For efficiency, some of the display bitblt operations need to work in place, so that the display buffer is both the source and the destination of the pixels. In such situations, bits have to be copied in a particular order so as not to overwrite bits that need to be moved later. Some bitblt (rasterop) operations do not use the display buffer as either the source or destination of the bits. Such memory-to-memory operations are used, for example, by imagers that compose page images for display or printing, or, as we shall see, for many image processing operations in general.
There are two well-tested versions of rasterop in open source that I know of: one with X windows and one with ghostscript. However, these are both complicated by internal reference to graphical display imaging, and they have a very large set of operators. They do not have a clean interface to the low-level bit manipulation routines, and they are encumbered by Gnu’s GPL “copyleft” (for X) and by Aladdin’s own copyleft (for ghostscript). For these reasons, I have made a set of efficient low-level routines for rasterop, with a clean interface between the user’s image data structure and low-level data. If you want to use a different image data structure, it is a simple matter to rewrite the interface shim to the low-level operations.
The general binary rasterop function replaces a rectangular part of a destination (dest) image with a bitwise combination of the pixels in the dest and those in an arbitrary rectangle of the same size in a source (src) image. The bitwise combination can be one of the following:
PIX_SRC s (replacement) PIX_NOT(PIX_SRC) ~s (replacement with bit inversion) PIX_SRC | PIX_DST s | d PIX_SRC & PIX_DST s & d PIX_SRC ^ PIX_DST s ^ d PIX_NOT(PIX_SRC) | PIX_DST ~s | d PIX_NOT(PIX_SRC) & PIX_DST ~s & d PIX_NOT(PIX_SRC) ^ PIX_DST ~s ^ d PIX_SRC | PIX_NOT(PIX_DST) s | ~d PIX_SRC & PIX_NOT(PIX_DST) s & ~d PIX_SRC ^ PIX_NOT(PIX_DST) s ^ ~d PIX_NOT(PIX_SRC | PIX_DST) ~(s | d) PIX_NOT(PIX_SRC & PIX_DST) ~(s & d) PIX_NOT(PIX_SRC ^ PIX_DST) ~(s ^ d)
where the version on the left uses the macros that Sun originally defined around 1981 for their Pixrect library, and the version on the right is an obvious shorthand. The first two are independent of the data in the dest, but they are “binary” in the sense that the low-level functions need to index into both the src and dest arrays. Of these 14 operations, only 12 are unique. The following three operations are identical:
PIX_NOT(PIX_SRC) ^ PIX_DST ~s ^ d PIX_SRC ^ PIX_NOT(PIX_DST) s ^ ~d PIX_NOT(PIX_SRC ^ PIX_DST) ~(s ^ d)

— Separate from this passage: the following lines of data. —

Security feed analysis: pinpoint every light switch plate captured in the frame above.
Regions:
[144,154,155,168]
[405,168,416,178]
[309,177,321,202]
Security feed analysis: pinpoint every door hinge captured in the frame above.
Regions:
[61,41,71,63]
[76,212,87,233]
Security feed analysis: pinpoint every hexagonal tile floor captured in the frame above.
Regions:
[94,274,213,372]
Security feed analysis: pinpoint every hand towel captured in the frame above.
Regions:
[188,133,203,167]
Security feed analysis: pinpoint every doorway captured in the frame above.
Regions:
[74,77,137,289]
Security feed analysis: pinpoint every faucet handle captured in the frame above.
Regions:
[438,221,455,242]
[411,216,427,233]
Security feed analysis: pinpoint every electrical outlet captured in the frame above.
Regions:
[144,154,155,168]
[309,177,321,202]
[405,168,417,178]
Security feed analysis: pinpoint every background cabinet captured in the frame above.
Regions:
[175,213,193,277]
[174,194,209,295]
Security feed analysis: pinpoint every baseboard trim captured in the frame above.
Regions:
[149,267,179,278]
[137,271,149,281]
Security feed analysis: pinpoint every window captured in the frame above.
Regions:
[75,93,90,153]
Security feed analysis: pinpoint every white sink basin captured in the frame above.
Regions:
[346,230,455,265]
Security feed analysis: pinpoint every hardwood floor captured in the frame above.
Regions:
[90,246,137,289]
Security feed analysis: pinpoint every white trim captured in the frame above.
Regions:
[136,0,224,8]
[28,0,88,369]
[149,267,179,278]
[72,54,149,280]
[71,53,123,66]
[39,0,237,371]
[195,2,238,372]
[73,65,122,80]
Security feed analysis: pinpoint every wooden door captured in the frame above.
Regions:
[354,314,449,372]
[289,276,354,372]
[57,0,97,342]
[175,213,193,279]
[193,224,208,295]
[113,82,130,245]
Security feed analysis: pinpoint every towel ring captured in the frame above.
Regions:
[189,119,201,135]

In addition to the 12 unique binary operations, there are two unary rasterop functions, that operate on the dest and only depend on the the dest:
PIX_DST d (this is a no-op) PIX_NOT(PIX_DST) ~d (bit inversion)

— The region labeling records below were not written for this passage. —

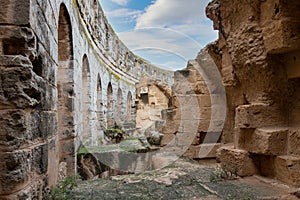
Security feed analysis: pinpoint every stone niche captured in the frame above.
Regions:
[206,0,300,187]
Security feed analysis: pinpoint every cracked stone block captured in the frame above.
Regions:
[0,145,48,195]
[0,0,30,25]
[275,155,300,187]
[235,103,287,128]
[238,128,289,155]
[289,130,300,156]
[184,143,222,159]
[217,146,258,177]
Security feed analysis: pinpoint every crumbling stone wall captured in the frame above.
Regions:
[0,0,172,199]
[162,48,228,159]
[136,76,172,134]
[207,0,300,187]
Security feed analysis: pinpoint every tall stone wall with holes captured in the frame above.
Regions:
[0,0,173,199]
[207,0,300,187]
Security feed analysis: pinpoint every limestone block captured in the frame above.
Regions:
[0,0,30,25]
[198,94,211,107]
[263,20,300,53]
[0,65,41,108]
[289,130,300,156]
[184,143,222,159]
[217,146,258,176]
[0,145,48,195]
[160,134,175,146]
[238,128,288,155]
[235,103,286,128]
[203,131,222,143]
[0,110,57,151]
[275,155,300,187]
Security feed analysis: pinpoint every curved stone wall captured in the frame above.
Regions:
[0,0,173,199]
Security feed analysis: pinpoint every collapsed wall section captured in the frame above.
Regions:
[0,0,172,199]
[207,0,300,187]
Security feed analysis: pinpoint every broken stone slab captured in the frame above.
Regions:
[217,146,258,177]
[238,127,288,155]
[145,131,164,146]
[77,136,151,177]
[275,155,300,187]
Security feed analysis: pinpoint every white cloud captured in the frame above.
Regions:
[136,0,209,28]
[106,8,142,19]
[111,0,130,6]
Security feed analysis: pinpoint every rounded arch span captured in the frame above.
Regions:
[96,74,105,141]
[106,82,114,127]
[127,91,133,121]
[80,54,92,145]
[55,4,76,185]
[115,88,124,126]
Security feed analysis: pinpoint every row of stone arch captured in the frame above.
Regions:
[55,3,133,178]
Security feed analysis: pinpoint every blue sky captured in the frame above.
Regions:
[100,0,217,70]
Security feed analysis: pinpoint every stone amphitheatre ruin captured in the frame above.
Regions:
[0,0,300,199]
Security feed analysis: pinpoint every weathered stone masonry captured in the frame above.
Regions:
[207,0,300,187]
[0,0,172,199]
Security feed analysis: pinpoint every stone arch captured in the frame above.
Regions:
[105,23,110,51]
[115,39,119,61]
[56,4,76,177]
[81,54,92,144]
[96,74,104,141]
[93,0,98,29]
[127,91,132,121]
[106,82,114,127]
[116,88,124,126]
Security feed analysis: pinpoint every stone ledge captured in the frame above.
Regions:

And finally there are two unary operations that operate on the dest and are independent of both src and dest:
PIX_CLR (set all bits to 0) PIX_SET (set all bits to 1)

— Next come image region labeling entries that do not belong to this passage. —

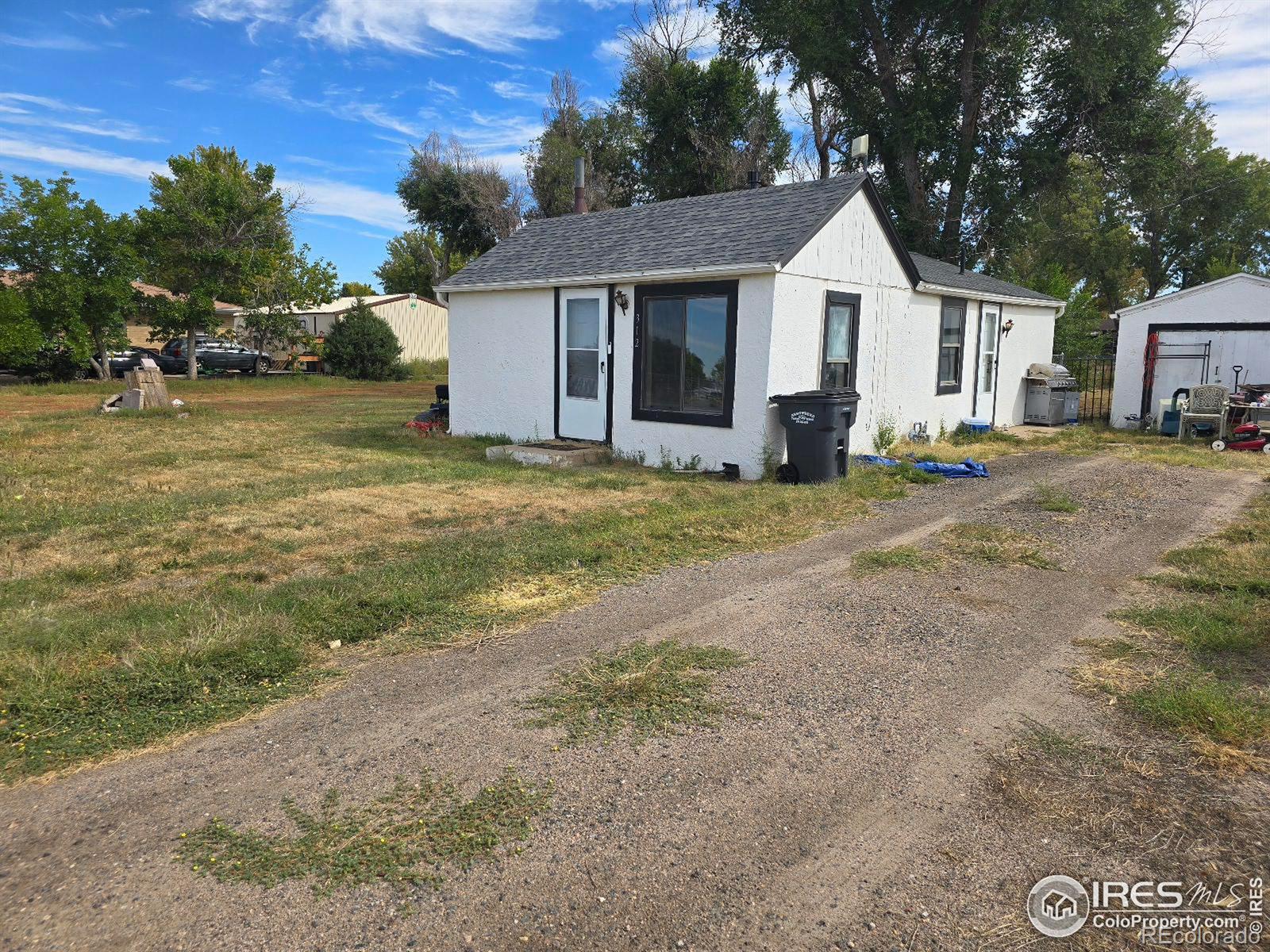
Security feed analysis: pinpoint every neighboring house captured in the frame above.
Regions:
[438,174,1062,478]
[125,281,243,347]
[1111,274,1270,427]
[0,271,243,347]
[239,294,449,360]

In all, there are a total of 16 unique boolean operations. The Sun definition of these macros, along with an analysis of how they work properly in composition, is given in rop.c. Before we go into any details, let me explain some of the things besides image composition that rasterop can do.
Affine transforms are the set of linear geometrical transforms on a two-dimensional image that encompass translation, shear, rotation and scaling. Except for scaling, all of these operations can be implemented using rasterop! Translation is obvious: you choose entire image as the source block, and place it, appropriately translated, in the destination. Shear is implemented by translating blocks of image by different amounts. For example, you can imagine a horizontal “clockwise” shear about the center of the image where horizontal full width blocks are shoved to the right above the center and to the left below the center. Blocks near the top and bottom are pushed farther than blocks near the center; the distance a block moves horizontally increases linearly with the vertical distance of the block from the center of the image. Rotation is accomplished by three successive shears, alternating in horizontal and vertical directions; the details are given in the source code. (For small angles, a two-shear approximation to a rotation can be used. Th resulting rotation angle is correct, but the length-to-width ratio is altered by a fraction equal to the square of the angle. So for a 1 degree rotation angle, the two-shear rotation changes the length-to-width ratio by about 1/3000 – about 1 pixel for a typical document image.) It should be noted that all these operations can be done in-place, by which we mean that the src and dest are the same image. In such situations when there is translation, care must be taken to clear those parts of the image that are not translated.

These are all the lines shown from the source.